Louisiana has an online voucher plan called Choice Course that will begin this next school year. Read the numerous questions asked by blogger Michael Deshotels in his blog Louisiana Educator http://louisianaeducator.blogspot.com/2012/09/follow-up-on-choice-course-program.html?spref=fb and the answers he received from an LDOE official. Many of us in the state have the same questions.

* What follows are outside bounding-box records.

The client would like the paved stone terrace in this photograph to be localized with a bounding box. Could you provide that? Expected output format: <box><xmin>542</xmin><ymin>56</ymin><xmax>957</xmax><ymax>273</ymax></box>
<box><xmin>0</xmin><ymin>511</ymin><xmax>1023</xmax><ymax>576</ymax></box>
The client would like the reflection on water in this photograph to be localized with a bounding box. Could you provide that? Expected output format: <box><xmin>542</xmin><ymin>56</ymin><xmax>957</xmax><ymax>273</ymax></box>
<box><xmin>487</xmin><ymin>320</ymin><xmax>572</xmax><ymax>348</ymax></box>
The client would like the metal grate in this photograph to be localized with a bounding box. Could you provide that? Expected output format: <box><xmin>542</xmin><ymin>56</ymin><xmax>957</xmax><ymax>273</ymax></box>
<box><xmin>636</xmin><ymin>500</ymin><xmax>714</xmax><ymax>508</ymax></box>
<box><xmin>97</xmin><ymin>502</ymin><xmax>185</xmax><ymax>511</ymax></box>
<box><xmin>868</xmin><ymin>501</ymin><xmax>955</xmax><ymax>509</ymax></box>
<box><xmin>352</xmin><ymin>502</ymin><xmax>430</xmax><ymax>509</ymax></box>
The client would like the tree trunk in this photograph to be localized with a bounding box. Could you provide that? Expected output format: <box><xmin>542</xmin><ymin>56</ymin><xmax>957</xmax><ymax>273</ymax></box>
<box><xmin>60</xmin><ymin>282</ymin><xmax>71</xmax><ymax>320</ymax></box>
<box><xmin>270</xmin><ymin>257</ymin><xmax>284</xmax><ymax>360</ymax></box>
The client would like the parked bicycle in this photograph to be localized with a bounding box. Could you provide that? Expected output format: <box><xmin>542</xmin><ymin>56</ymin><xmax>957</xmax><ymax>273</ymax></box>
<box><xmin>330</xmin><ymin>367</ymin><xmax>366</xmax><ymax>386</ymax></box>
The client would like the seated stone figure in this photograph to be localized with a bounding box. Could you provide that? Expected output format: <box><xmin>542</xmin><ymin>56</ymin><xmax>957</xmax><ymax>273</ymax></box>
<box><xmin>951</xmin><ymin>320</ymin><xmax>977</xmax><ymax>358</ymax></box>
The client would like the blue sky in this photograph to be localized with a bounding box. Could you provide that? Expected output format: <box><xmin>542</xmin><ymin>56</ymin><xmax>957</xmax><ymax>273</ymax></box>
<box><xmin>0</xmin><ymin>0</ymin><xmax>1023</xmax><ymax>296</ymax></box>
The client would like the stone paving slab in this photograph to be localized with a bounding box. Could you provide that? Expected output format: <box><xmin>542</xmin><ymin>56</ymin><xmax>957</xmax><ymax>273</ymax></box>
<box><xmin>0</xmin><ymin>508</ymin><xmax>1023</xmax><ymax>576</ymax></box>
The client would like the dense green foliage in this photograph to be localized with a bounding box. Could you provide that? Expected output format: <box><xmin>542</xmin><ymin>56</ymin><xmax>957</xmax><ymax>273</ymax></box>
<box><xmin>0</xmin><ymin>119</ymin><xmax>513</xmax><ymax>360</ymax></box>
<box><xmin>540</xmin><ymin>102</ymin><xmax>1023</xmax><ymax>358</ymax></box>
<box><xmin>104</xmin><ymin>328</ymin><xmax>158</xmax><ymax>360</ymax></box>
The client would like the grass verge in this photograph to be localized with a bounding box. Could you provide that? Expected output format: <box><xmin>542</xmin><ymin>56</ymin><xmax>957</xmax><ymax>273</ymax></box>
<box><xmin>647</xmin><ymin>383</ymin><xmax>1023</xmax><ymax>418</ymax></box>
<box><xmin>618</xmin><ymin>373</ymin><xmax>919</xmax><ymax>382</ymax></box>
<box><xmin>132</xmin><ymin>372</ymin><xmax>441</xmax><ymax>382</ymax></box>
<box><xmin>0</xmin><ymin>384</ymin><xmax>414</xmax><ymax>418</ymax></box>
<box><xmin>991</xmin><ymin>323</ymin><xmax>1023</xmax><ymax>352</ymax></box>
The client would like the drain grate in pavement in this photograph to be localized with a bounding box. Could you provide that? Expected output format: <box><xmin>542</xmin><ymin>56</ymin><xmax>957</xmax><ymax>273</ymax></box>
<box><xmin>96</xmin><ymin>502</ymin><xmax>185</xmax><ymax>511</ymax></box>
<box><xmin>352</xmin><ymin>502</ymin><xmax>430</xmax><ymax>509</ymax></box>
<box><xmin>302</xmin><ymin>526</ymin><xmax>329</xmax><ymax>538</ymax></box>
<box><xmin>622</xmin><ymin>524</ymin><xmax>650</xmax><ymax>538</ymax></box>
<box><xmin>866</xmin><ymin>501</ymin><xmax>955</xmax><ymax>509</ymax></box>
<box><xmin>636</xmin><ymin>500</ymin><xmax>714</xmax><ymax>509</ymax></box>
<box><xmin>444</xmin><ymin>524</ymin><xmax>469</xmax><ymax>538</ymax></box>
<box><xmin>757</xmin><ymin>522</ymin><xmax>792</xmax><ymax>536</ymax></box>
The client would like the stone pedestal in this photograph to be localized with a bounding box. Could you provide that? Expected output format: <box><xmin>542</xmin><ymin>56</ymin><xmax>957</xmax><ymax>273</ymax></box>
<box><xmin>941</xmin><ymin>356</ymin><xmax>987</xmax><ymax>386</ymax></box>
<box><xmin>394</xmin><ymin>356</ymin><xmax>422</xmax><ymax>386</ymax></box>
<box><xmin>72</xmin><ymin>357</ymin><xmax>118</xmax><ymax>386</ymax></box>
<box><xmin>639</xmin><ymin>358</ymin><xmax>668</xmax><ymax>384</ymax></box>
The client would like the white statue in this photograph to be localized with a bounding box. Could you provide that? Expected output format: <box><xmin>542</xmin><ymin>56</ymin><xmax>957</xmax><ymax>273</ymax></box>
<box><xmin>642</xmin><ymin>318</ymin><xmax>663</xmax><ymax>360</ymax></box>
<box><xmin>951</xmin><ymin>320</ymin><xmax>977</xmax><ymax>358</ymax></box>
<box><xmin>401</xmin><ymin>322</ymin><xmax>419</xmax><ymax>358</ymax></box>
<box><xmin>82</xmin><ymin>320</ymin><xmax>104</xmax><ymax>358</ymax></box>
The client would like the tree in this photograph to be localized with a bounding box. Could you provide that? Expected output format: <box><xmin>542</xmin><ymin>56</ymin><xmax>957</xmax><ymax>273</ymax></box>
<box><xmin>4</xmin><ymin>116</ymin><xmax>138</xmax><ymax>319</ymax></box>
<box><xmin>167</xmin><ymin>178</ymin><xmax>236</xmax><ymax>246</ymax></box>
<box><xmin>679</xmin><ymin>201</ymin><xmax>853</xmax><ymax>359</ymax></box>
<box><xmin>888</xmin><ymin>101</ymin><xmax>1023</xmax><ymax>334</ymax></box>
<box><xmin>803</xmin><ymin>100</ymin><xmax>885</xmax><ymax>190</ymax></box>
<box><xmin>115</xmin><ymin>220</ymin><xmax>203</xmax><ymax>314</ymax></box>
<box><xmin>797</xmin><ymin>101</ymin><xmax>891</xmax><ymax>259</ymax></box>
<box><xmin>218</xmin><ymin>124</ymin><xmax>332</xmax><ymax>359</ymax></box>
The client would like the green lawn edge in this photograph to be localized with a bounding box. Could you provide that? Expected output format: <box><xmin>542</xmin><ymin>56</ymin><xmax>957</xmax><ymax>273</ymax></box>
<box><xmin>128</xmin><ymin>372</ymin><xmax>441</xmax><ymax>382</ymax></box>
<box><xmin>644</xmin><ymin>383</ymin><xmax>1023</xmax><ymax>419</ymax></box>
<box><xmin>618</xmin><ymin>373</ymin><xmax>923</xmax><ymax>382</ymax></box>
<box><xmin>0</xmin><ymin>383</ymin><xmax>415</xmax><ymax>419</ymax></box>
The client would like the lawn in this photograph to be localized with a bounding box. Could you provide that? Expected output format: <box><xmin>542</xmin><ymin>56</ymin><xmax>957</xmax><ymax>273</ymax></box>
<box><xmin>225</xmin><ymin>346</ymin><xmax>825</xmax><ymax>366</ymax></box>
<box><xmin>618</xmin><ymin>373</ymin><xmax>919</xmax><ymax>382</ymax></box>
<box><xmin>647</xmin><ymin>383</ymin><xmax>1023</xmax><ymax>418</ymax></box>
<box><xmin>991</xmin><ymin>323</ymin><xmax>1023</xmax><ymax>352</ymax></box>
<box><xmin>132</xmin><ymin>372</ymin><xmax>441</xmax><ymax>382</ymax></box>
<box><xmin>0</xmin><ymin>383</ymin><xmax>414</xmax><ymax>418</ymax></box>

What has happened in Connecticut is that Special Education, faced with huge increases in costs, is dumping ill and sick kids into cheap and ineffective online courses in order to save money. Instead of providing support or tutors ( their claim is that they don’t work) , they are cheating the parents and the kids of a equal education. They are covering themselves under the Individuals with Disabilities Act by giving the kids ,’an education’. What happens often is that the kids aren’t followed, they are told to do it on their own, and are being abandoned by the school. Basically they are being sent to ‘Siberia’ educationally by people who have as their motive , saving money for their salaries and perk packages. It’s happened right here in Fairfield Connecticut with the approval and sanctioning of the head of Special Education and with the blessing of the most expensive Superintendent of Schools in Connecticut, whose mission is to preserve the bloated salaries that he and his administrators are screwing the taxpayers in this town out of.